TeichAI/gemma-4-26B-A4B-it-Claude-Opus-Distill-v2 is a 26 billion parameter instruction-tuned model based on the Gemma 4 architecture, specifically unsloth/gemma-4-26B-A4B-it. Its primary distinction lies in its fine-tuning process, which distills advanced reasoning capabilities from Claude-4.6 Opus interactions.
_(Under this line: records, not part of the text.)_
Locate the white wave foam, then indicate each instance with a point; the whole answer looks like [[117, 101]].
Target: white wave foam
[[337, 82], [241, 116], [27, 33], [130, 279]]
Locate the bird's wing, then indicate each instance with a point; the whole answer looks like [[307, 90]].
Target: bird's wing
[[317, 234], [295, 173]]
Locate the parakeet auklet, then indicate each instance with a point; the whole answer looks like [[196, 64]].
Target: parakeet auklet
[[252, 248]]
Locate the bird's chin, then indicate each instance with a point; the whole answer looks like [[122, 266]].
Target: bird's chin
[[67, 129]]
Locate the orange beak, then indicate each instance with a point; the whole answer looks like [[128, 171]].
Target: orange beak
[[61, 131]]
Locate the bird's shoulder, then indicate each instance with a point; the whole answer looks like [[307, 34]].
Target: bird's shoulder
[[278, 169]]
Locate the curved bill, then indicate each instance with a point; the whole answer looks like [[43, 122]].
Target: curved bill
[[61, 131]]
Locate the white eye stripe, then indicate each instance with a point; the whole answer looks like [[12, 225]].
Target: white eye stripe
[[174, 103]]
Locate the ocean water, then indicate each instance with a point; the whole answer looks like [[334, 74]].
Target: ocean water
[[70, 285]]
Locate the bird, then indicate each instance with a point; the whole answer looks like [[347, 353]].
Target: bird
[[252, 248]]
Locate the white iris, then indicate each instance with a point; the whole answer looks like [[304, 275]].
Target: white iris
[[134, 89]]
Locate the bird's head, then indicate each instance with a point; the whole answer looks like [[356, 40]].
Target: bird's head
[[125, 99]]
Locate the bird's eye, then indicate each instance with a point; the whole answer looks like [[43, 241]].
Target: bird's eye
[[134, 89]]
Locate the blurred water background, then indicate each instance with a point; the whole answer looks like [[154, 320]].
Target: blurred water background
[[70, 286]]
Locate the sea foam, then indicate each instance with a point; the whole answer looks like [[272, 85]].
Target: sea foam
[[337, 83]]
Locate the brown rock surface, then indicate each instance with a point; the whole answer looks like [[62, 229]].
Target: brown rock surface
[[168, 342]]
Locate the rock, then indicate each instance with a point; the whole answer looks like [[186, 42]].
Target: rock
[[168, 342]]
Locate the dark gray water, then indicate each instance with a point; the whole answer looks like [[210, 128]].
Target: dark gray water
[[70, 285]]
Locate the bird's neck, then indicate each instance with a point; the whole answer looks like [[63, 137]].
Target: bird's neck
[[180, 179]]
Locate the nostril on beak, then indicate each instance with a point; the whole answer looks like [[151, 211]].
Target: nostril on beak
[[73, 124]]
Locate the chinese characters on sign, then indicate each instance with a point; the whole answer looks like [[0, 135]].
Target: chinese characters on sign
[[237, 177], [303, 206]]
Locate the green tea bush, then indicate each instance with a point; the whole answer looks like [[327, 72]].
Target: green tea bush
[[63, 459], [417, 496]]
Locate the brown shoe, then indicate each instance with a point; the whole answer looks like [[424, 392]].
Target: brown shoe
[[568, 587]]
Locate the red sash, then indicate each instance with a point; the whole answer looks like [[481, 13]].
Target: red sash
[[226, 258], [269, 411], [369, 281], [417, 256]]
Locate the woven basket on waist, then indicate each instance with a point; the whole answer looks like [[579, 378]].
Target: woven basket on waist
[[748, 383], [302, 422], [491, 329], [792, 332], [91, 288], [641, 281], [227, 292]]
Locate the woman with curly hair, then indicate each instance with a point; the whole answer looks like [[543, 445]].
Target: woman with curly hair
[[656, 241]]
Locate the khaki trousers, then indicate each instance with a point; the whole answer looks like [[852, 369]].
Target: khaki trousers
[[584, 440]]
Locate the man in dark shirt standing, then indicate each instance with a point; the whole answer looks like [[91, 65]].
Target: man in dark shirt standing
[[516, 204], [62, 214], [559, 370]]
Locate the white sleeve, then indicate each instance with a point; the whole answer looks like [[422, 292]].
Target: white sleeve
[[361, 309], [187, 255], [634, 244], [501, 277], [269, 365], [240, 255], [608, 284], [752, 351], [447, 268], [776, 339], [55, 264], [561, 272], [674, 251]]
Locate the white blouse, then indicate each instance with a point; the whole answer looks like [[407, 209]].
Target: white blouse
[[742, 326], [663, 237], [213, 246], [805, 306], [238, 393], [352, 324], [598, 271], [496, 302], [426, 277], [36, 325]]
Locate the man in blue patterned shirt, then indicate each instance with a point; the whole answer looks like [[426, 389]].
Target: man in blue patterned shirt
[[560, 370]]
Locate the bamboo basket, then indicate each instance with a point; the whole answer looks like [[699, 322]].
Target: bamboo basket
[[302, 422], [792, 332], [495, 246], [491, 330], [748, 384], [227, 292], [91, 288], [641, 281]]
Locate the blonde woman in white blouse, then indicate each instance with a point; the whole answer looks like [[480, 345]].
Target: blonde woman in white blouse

This was achieved by utilizing datasets where the reasoning effort was explicitly set to "High," enabling the model to break down complex problems and deliver precise solutions.

Key Capabilities

  • High-Effort Reasoning: Optimized to absorb and apply sophisticated reasoning logic, making it adept at complex problem-solving.
  • Efficient Fine-tuning: Developed using Unsloth for memory and compute optimization during the supervised fine-tuning (SFT) process.
  • Structured Thinking: Trained extensively on Claude Opus 4.6 reasoning trajectories to adopt a structured and efficient thinking pattern.
  • Multimodal Support (Base Model): While this specific fine-tune focuses on text, the underlying Gemma 4 architecture supports multimodal inputs (audio, images, video) with appropriate model variants and processing.

Ideal Use Cases

This model is particularly well-suited for applications requiring strong analytical and logical capabilities:

  • Coding: Advanced code generation, debugging, and software architecture planning.
  • Science: Deep scientific reasoning, hypothesis evaluation, and analytical problem-solving.
  • Deep Research: Navigating complex, multi-step research queries and synthesizing vast amounts of information.
  • General Purpose: Highly capable instruction-following for everyday tasks demanding high logical coherence.